Joel Klein’s recent resignation had an interesting alignment to a report that showed that black males in the United States aren’t doing well in this country. You’ve read the statistics. Only 12 percent of black fourth-grade boys are proficient in reading, compared with 38 percent of white boys. Only 12 percent of black eighth-grade boys are proficient in math, compared with 44 percent of white boys. In 2009, the average mathematics scale score of large city black males who were not eligible for free or reduced-price lunch was eight points lower at grade four and 12 points lower at grade eight than the score of white males nationwide who were eligible for free or reduced-price lunch. Young white male students in poverty do as well as young black male students who are not in poverty. African-American boys drop out of high school at nearly twice the rate of white boys, and their SAT scores are on average 104 points lower. All of these were provided by the Council for Great City Schools’ recent report on this “crisis.”
People’s reactions to this report tell me one thing that’s persisted for ages in this country: We’re selectively oblivious to the plight of those less fortunate than us. Thus, “crisis” is relative.
Every time a report comes out about an underprivileged group, we get the same surge of pseudo-interest: people make calls, the media channels put the numbers in a 3D graphic, people from that group are highlighted and interviewed, a “regular” person states their opinion via email, phone, or video, the government makes a statement about it and “assures” that they’re doing everything in their power to help the situation, someone alludes to an event from the past century that’s just like this event, a stated expert from that group gives their scholarly stern advise that they’ve been researching for years. People nod and the nation forgets about it as soon as another big flare-up happens. Because of this, people still believe we’re really doing something about the current problem and thus, “regular” people don’t have to worry about that crisis and it’s not a crisis anymore.
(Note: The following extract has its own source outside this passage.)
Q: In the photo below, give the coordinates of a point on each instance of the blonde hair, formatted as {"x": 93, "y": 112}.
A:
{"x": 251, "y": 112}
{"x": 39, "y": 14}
What a waste of human potential.
In the last couple of generations alone, we have tons of examples where the world could have done “something” but instead let a few (very influential) people sweep those reforms away. Ask anyone who was around for the War on Poverty after people like Milton Friedman criticized the social programs that regulated on behalf of the people and Bill Clinton helped enact bills that called for “personal responsibility.” Ask anyone who was around for the War on Drugs after we found out that state and federal governments helped urban drug dealers pass those drugs to the people they were supposed to arrest (while simultaneously ignoring rural and suburban districts with other drugs!) Ask anyone who saw those heart-wrenching commercials in the ’90s depicting Ethiopia and Somalia as sub-human wastelands where the monies and services went for those people (never mind the country of Haiti and the city of New Orleans a decade later). Ask anyone who was shocked by the idea that we’re still saying “Peace in the Middle East!” 20 years after it was cool to say it in a rap song.
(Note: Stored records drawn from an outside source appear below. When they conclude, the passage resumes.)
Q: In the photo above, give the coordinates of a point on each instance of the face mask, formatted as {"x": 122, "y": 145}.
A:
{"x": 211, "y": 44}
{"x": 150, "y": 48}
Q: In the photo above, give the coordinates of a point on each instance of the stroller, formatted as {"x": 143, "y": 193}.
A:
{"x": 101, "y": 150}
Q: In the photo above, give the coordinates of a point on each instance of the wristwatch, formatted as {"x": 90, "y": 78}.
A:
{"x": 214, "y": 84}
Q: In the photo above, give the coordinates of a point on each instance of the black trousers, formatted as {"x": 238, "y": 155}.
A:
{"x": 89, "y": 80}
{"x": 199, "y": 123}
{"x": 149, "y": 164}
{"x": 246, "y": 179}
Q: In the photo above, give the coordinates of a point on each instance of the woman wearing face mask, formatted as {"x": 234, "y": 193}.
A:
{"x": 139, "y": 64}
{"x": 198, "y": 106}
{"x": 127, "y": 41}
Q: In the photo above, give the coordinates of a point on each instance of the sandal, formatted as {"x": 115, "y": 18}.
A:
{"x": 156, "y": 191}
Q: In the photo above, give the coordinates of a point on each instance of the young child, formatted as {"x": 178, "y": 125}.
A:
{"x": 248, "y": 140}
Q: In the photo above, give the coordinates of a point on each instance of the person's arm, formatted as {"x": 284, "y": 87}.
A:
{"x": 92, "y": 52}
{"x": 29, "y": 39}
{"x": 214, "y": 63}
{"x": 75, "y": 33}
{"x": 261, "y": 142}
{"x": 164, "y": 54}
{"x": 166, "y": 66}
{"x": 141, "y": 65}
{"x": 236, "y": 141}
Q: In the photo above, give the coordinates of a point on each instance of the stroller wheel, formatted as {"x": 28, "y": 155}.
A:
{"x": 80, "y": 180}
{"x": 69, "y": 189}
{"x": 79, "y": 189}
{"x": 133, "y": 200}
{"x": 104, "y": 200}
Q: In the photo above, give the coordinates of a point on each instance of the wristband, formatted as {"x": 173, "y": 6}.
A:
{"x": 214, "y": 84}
Ask any of them if they thought that we’d still have all these problems in 2010.
I’m glad that there’s this much attention being given to a population who so desperately needs this (not that black women, Latinos as a whole, the multifaceted groups of Asians, indigenous Americans, poor whites, and any number of subgroups don’t, either). Around 20 percent of black males (many of them presumably fathers, for argument’s sake) are unemployed. Thirty-two percent of black males can expect to see prison as inmates in their lifetimes. They live 7.1 years less than any other racial groupings.
Oh, and under Joel Klein’s administration, the gap between black/Hispanic children and white/Asian children’s test scores widened. Plus, graduation rates are rather inflated due to erroneous criteria.
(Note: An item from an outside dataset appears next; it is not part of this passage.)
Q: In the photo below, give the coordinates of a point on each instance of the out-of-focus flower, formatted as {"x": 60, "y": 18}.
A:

But these aren’t crises. These are facts for too many of us. The difference between people who care and people who don’t, though, are that people who care also see this as an opportunity rather than the status quo. We’re not going to be shocked and awed by issues so many of us already knew from personal experience. We’re going to speak out and inform. We’re willing to work in the places where we can understand and address the problems. We won’t bite when capitalist edu-reformers bring about ideas that only enforce the status quo.
Furthermore, we won’t resign until we’ve made progress on these issues. Then again, I’m always the one who has to speak up about issues of race and poverty amongst my fellow edubloggers. Appropriate since it’s always the job of the underrepresented to tell the majority about themselves. Or, in this case, tell them the facts.
P.S. — Renee Moore and I see eye-to-eye here.